Telstra has unveiled a record profit for the 2015-16 financial year.

But with the coffers swelling, the Communication Workers Union (CWU) wants funds to be invested in Telstra’s Australian workforce.

Telstra has announced a $5.8 billion profit for the year ending 30 June 2106, up by 36 per cent on the previous year.

The CWU says the telco is making millions from outsourcing and offshoring, leaving local workers in the cold.

“In light of such a massive profit announcement, we’re calling on Telstra to stop taking shortcuts and employ the skilled workforce that is necessary to deliver 21st century telecommunications infrastructure that their customers expect, and pay for,” said the CWU’s National President, Shane Murphy.
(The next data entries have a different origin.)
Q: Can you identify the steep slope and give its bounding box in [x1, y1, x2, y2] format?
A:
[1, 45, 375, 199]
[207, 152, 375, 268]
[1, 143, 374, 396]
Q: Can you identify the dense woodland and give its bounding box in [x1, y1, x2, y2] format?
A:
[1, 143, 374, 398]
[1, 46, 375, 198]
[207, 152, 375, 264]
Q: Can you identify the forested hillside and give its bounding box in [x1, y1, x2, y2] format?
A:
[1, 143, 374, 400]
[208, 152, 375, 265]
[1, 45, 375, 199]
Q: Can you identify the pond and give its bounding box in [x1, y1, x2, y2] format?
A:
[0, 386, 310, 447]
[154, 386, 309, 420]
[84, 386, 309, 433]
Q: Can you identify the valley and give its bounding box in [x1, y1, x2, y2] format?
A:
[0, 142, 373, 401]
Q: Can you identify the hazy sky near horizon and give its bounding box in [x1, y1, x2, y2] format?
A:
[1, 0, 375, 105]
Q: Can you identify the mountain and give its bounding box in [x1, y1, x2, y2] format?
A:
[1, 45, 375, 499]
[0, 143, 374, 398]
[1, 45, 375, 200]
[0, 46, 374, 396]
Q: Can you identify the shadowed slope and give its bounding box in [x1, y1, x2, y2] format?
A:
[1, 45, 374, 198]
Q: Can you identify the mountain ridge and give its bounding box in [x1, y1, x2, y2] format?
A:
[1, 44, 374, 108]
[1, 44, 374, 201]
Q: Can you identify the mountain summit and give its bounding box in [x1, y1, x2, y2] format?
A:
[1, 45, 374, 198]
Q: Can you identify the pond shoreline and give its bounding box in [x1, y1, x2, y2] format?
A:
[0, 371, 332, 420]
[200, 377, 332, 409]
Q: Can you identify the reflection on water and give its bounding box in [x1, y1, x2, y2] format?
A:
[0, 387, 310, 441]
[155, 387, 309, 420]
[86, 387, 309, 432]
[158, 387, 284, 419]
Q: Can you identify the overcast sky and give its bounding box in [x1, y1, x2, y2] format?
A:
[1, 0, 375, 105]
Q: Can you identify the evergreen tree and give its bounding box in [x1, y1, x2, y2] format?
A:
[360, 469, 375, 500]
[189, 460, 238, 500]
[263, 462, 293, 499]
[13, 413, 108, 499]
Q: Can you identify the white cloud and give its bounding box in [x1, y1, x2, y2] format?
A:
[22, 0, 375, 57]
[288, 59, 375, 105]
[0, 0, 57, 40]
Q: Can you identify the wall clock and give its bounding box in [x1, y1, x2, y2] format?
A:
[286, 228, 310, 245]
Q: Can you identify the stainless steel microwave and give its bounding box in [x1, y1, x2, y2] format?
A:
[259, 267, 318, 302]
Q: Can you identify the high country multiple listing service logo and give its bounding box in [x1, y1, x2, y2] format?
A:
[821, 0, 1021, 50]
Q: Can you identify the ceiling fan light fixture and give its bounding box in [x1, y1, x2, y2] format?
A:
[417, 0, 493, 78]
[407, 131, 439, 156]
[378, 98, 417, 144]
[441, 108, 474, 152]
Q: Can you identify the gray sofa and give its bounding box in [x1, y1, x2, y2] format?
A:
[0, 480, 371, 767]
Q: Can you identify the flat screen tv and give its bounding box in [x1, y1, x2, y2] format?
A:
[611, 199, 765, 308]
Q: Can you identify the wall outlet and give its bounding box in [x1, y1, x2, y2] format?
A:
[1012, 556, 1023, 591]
The CWU pointed to a $1.8 billion sugar hit from Telstra’s sale of shares in its Chinese car trading venture, Autohome.

“Without that, profit growth would have been flat, in line with pre-tax earnings growth which actually showed a small decrease,” the union said.

The CWU is angry that Telstra’s shareholders should benefit most from the good financial news, not the firm’s employees.

Telstra will undertake a $1.5 billion share buyback as well as increasing dividend, the latest fiscal report says.

“Telstra jobs are going out the door as outsourcing and offshoring continues unabated,” the CWU said, saying there was “no reason the windfall shouldn’t be spread around”.

But there could be other things on the minds of Tesltra leaders.

A long investigation appearing in Fairfax papers this week details the failure of Ooyala – Telstra’s attempt to break into Silicon Valley and reform itself as a more general tech giant.